Hostname: page-component-89b8bd64d-4ws75 Total loading time: 0 Render date: 2026-05-09T05:41:11.892Z Has data issue: false hasContentIssue false

The shortlist effect: nestedness contributions as a tool to explain cultural success

Published online by Cambridge University Press:  08 November 2021

Olivier Morin*
Affiliation:
Minds and Traditions Research Group, Max Planck Institute for the Science of Human History. 10, Kahlaische strasse, 07745 Jena, Germany Institut Jean Nicod, Département d'études cognitives, ENS, EHESS, CNRS, PSL University, UMR 8129. 29, rue d'Ulm, 75014 Paris, France
Oleg Sobchuk
Affiliation:
Minds and Traditions Research Group, Max Planck Institute for the Science of Human History. 10, Kahlaische strasse, 07745 Jena, Germany
*
*Corresponding author. E-mail: morin@shh.mpg.de

Abstract

Detecting the forces behind the success or failure of cultural products, such as books or films, remains a challenge. Three such forces are drift, context-biased selection and selection based on content – when things succeed because of their intrinsic appeal. We propose a tool to study content-biased selection in sets of cultural collections – e.g. libraries or movie collections – based on the ‘shortlist effect’: the fact that smaller collections are more selective and more likely to favour highly appealing items over others. We use a model to show that, when the shortlist effect is at work, content-biased cultural selection is associated with greater nestedness in sets of collections. Having established empirically the existence of the shortlist effect, and of content-biased selection, in 28 sets of movie collections, we show that nestedness contributions can be used to estimate to what extent specific movies owe their success to their intrinsic properties. This method can be used in a wide range of datasets to detect the items that owe their success to their intrinsic appeal, as opposed to ‘hidden gems’ or ‘accidental hits’.

Information

Type
Research Article
Creative Commons
Creative Common License - CCCreative Common License - BY
This is an Open Access article, distributed under the terms of the Creative Commons Attribution licence (http://creativecommons.org/licenses/by/4.0/), which permits unrestricted re-use, distribution and reproduction, provided the original article is properly cited.
Copyright
Copyright © The Author(s), 2021. Published by Cambridge University Press
Figure 0

Figure 1. An illustration of the concepts of nestedness and nestedness contribution. (a, b) Two binary matrices representing items in collections. A box indicates that the relevant item (column) is present in the relevant collection (row). Matrix (a) has higher nestedness than matrix (b), because of the distribution of the colored item. In (a), the blue item is present in all large collections above a certain threshold, and the matrix is perfectly nested: the items found in any small collection are a proper subset of the set of items found in any bigger collection. In (b), the green item, which has the same frequency as the blue item, is present in some, but not all, of the biggest collections, and also in some of the smallest. As a result, (b) is not perfectly nested: some of the bigger collections miss some of the items present in smaller ones. The blue item contributes more to the nestedness of (a) than the green item contributes to the nestedness of (b). (Inspired by Saavedra et al., 2011.)

Figure 1

Figure 2. A model of cultural collections predicts that content-biased selection increases the nestedness of a set of collections. (a) Our model is built upon the adoption probability function, which models the probability that an item will be added to a collection, based on the collection's capacity to adopt items, the item's prevalence, and its appeal (all represented by values between 0 and 1). (b) We ran this equation for 11 items and 11 collections of varying capacity and prevalence, changing only the value of the correlation between appeal and prevalence.

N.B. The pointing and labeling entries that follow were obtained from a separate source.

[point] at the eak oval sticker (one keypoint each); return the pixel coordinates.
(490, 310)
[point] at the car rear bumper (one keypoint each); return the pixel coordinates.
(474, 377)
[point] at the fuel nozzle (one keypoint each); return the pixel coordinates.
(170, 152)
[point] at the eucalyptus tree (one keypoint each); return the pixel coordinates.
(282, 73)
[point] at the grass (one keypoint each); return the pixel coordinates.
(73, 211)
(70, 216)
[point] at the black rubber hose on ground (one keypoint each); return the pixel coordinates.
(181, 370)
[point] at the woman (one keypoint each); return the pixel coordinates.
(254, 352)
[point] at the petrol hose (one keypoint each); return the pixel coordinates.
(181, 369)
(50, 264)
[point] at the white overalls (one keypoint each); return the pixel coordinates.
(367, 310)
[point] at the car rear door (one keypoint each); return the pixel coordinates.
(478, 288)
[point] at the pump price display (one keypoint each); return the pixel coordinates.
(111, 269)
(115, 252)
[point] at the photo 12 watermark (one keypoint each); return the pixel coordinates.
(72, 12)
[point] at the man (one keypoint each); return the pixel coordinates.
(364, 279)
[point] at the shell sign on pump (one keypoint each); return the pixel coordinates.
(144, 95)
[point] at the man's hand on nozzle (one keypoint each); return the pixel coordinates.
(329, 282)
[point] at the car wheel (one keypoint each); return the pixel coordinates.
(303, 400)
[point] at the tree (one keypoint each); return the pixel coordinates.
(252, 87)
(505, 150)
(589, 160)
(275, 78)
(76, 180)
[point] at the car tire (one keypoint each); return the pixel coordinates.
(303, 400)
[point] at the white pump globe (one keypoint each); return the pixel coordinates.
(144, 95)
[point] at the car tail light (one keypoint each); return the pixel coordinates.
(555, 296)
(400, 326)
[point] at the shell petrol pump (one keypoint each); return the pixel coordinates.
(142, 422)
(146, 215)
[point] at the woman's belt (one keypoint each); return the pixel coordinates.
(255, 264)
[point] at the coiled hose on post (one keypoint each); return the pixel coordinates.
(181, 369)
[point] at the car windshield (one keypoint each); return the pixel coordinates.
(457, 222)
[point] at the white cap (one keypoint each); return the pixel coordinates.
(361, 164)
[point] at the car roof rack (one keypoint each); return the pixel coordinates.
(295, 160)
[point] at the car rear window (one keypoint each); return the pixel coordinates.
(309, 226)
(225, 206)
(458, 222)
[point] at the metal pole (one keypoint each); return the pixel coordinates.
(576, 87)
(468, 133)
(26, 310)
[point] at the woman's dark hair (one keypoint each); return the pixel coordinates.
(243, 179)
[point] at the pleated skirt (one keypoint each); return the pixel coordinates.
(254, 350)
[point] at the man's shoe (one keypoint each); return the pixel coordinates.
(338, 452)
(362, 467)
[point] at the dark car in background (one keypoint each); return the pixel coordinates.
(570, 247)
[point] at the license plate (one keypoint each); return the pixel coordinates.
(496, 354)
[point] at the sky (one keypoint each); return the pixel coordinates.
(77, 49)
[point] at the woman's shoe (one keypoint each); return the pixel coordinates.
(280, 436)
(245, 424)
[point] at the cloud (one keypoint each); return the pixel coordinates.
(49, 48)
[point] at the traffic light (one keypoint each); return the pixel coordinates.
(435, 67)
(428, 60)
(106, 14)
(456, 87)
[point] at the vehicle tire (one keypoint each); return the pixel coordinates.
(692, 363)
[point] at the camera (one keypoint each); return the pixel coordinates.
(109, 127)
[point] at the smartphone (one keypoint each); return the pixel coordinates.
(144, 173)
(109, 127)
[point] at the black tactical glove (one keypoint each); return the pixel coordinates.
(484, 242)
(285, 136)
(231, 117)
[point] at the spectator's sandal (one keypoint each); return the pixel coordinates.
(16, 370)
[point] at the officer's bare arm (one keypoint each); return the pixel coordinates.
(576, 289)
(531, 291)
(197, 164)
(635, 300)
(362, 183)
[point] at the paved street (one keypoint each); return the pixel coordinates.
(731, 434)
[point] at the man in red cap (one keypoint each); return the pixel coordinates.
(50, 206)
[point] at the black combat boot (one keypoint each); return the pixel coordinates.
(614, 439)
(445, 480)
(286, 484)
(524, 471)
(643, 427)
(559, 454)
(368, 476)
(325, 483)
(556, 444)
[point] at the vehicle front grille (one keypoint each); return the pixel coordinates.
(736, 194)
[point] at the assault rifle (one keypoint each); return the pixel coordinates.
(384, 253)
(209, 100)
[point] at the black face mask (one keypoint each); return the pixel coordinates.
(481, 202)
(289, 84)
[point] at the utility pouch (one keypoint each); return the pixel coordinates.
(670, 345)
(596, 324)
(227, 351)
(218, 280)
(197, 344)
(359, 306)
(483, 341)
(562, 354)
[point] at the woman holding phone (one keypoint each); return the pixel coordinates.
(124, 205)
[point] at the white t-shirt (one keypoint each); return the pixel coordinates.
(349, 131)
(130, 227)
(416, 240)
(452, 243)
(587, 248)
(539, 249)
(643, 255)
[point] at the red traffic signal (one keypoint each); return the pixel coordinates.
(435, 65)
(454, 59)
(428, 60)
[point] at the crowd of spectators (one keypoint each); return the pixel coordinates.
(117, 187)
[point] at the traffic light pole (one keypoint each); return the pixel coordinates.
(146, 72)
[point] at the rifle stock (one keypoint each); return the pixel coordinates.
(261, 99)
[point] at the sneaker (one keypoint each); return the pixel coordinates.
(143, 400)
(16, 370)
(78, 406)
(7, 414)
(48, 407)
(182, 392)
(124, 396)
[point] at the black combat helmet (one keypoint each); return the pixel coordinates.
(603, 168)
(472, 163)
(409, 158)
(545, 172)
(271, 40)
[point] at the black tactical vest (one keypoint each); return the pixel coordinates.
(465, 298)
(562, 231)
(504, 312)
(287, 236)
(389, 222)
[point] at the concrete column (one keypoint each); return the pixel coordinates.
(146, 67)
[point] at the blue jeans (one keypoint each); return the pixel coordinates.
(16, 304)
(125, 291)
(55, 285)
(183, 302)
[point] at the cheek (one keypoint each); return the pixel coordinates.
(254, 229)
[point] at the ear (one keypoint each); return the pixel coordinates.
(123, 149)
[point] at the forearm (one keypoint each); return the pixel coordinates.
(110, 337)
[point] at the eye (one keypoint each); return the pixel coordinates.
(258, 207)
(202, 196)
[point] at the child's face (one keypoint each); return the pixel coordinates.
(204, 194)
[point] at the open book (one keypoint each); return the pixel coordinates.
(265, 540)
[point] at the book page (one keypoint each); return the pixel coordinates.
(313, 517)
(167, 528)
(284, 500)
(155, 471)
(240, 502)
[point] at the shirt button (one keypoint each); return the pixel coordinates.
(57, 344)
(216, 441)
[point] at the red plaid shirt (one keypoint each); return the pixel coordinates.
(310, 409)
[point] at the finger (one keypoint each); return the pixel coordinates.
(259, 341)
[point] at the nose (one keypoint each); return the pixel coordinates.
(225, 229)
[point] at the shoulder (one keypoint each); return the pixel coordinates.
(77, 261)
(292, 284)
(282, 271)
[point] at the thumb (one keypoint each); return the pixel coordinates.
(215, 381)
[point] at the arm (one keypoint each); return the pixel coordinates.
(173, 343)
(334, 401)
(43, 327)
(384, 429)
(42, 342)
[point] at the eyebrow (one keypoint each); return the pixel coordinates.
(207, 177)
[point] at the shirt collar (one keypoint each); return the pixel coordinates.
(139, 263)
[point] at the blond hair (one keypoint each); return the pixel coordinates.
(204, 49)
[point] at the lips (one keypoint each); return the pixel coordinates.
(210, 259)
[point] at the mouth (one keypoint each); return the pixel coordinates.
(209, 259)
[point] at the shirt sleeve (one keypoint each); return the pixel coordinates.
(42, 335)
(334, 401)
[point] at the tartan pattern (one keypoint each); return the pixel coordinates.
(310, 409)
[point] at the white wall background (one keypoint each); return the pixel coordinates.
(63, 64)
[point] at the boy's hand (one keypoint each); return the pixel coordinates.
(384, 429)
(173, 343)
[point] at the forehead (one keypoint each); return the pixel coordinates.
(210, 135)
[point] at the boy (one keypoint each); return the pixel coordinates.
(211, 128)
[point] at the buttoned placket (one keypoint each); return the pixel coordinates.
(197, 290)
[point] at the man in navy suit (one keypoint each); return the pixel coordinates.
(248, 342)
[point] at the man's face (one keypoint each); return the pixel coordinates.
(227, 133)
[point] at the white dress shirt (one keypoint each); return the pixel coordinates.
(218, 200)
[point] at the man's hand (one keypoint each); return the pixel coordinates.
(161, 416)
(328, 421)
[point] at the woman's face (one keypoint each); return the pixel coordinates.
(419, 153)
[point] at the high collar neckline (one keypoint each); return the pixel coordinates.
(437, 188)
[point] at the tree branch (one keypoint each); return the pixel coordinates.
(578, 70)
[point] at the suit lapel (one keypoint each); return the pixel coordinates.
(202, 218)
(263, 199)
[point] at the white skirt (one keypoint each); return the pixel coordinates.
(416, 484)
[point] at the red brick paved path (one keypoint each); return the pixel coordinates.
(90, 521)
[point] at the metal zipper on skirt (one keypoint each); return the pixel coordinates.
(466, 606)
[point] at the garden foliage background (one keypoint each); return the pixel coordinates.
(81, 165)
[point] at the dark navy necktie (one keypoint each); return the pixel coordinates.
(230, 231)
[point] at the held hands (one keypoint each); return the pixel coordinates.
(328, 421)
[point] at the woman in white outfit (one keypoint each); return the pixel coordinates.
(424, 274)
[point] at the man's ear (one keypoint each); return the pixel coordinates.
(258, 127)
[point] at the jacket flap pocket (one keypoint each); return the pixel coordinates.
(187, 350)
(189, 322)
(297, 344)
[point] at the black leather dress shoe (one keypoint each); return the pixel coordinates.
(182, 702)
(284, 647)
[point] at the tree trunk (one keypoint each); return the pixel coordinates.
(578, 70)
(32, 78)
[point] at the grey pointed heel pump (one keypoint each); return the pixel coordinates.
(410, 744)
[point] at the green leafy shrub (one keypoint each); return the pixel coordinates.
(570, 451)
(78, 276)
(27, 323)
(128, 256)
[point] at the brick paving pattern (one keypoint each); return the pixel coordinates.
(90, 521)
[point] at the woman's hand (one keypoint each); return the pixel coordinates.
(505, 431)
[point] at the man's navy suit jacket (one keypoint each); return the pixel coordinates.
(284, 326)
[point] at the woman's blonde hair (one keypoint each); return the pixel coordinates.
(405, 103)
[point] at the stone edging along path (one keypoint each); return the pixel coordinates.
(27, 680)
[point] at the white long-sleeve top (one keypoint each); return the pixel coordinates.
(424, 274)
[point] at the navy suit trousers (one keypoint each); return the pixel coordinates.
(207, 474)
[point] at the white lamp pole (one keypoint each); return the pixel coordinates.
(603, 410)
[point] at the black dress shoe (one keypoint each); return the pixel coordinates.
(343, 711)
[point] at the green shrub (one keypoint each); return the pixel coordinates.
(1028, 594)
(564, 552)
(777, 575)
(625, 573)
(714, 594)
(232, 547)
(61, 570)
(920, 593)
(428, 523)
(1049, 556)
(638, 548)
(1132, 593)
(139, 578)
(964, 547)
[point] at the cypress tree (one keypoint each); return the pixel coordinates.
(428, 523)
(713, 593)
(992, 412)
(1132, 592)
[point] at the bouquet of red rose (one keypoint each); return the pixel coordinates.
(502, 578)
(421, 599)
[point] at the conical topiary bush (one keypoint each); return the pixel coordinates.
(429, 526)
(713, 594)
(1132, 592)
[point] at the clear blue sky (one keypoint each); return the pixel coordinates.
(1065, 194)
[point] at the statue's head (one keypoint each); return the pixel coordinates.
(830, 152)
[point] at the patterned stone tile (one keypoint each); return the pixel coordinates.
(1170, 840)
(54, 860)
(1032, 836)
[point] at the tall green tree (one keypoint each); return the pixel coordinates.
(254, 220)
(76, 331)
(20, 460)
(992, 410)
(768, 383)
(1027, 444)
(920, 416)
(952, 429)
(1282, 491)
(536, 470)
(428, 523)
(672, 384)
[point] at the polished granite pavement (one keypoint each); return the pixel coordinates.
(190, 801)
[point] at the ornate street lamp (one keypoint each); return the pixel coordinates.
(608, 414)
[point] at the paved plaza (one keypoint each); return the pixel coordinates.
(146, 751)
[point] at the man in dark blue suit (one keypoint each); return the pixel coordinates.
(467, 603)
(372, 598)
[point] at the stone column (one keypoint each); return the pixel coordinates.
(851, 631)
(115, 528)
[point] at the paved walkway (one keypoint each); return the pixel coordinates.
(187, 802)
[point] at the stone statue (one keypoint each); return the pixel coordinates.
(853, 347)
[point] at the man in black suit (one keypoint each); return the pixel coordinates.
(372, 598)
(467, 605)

In the first simulation (top panel), appeal is constant and independent of prevalence (no content-biased selection). In the second simulation (bottom panel), appeal is identical to prevalence (perfect content-biased selection). The resulting pattern of adoption probabilities is consistent with high nestedness: the items in low-capacity collections are likely to be a subset of the items present in high-capacity collections. Low-prevalence items do not occur in low-capacity collections, and high-prevalence items are very likely to occur in high-capacity collections. Simulations were computed with e = s = 1. Changing the values of e or s does not change the qualitative pattern shown here (see Methods).

Figure 2

Table 1. Correlation between content-biased selection and nestedness: results of the simulations. Each cell shows the result of 5 times 30 simulations of a 200 × 200 binary matrix. The matrix was populated using the adoption probability function (equation 1). The values that the parameters s and e were given in the equation change from cell to cell. Each of the 200 items was given a frequency k and an appeal a. The correlation between frequencies and appeals, representing content-biased selection, was 0, 0.25, 0.5, 0.75 or 1. We considered how the nestedness of the matrix was correlated with the value of content-biased selection. Each cell shows the correlation between nestedness (NODF values) and content-biased selection. The correlation was measured over five data points, each data point representing the average NODF measured over 30 simulations for one level of content-biased selection (out of five). Inside each cell, the left-side figure is the raw correlation, the right-side figure after the slash is the partial correlation controlling for matrix fill, both rounded to the lower value. All cells where the partial correlation is >0.9 are in bold. A tight correlation between nestedness and content-biased selection holds whenever e is not much higher than s

Figure 3

Figure 3. The shortlist effect: highly rated movies are more likely to enter smaller collections. Results of the test of our prediction on the MovieLens (a) and Netflix (b) datasets. Genre subsets are listed on the y-axis (first column). Each subset was analysed three times, for each of three different sources: MovieLens and IMDb for both datasets, with the addition of Metacritic ratings (for MovieLens data) and Netflix ratings (for Netflix data). The second column (‘n hits’) shows how many of the three tests verified the prediction. We considered the test to be a hit when the addition of an interaction term for appeal modulated by collection size made the model more informative (ΔAIC > 2), and when the sign of the interaction term was the opposite to the estimated weight of appeal. The third column indicates how many individual movies the regression was computed on. The graph represents each model's estimate for the interaction term, modified as follows: if the main effect of appeal over adoption in a collection is negative, we report the negative of the interaction term (if a value is positive, it is transformed to negative). If the main effect of appeal over adoption in a collection is positive, the interaction term is plotted as it is. Effect sizes are typically much larger for the MovieLens dataset (top panel) compared with the Netflix dataset, probably owing to the broader range of collections and movies (including large numbers of very small collections and highly unsuccessful movies) in the Netflix dataset. Error bars indicate 95% confidence intervals.

Figure 4

Figure 4. Drift scores negatively predict nestedness contributions. Estimates for the weight given to movies’ drift score in our nested regression model predicting movies’ nestedness contributions, for the MovieLens (a) and Netflix (b) dataset. Genre subsets are listed on the y-axis (first column). Each subset was analysed three times, for each of three different sources of ratings: MovieLens and IMDb for both datasets, with the addition of Metacritic ratings (for MovieLens data) and Netflix ratings (for Netflix data). The second column (‘n hits’) counts how many of the three tests confirmed our hypothesis (‘hits’) or reject it (‘miss’). We considered the test to be a hit when the model including drift scores was more informative than the baseline model (ΔAIC > 2) and estimated the weight of drift scores to be negative. Error bars indicate 95% confidence intervals.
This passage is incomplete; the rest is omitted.